Running into what appears to be an insurmountable obstacle in this environment.
I have an ASA 5512-X in place as the edge firewall and want to use the IDS module. The inside is 2 "flat" networks - that is, their default gateway points to the ASA itself (on 2 different interfaces). ASA is the only Layer 3 device on premise.
IDS module is added and configured as 192.168.1.2 on the management network (ASA itself is 192.168.1.1). Two other networks exist inside - wired and wireless.

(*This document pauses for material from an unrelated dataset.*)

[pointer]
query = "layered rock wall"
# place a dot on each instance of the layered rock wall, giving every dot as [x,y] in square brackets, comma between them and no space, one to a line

I can reach the IDS module only if I'm directly on the management network, regardless of whether I am using ASDM directly to the IDS module or am connecting to the ASA first, then using the ASDM GUI to manage the IDS. Latter fails if I am in a network other than the management network (appears the ASA is too stupid to correctly use the management interface - it uses the same source IP presumably).
Putting the IDS module into the wired network directly does not work - it is unresponsive to telnet, ssh and ASDM communication either directly or (in the case of ASDM) from the ASA unless it is on the management network. This is consistent with documentation on the mac address / IP for the IPS module being off the management interface.
So, questions are:
- Essentially this means the IDS module *requires* an additional router on the inside unless I'm willing to have the user hard-wire into the management network every time he connects? I see no other way to access/manage the device.
- How does this affect the IDS module communication for sig updates and license checks to Cisco.com? Even if I were to add an additional router on the inside (and hop off that to the ASA), it'd fail because the ASA would see this as a directly connected route on the return path, and drop the traffic since it won't route traffic to/from the management interface.
There has to be a better way than "slap another routing device on your network". And even if we did with an inexpensive router, I don't see it addressing the second concern. Am I missing something here?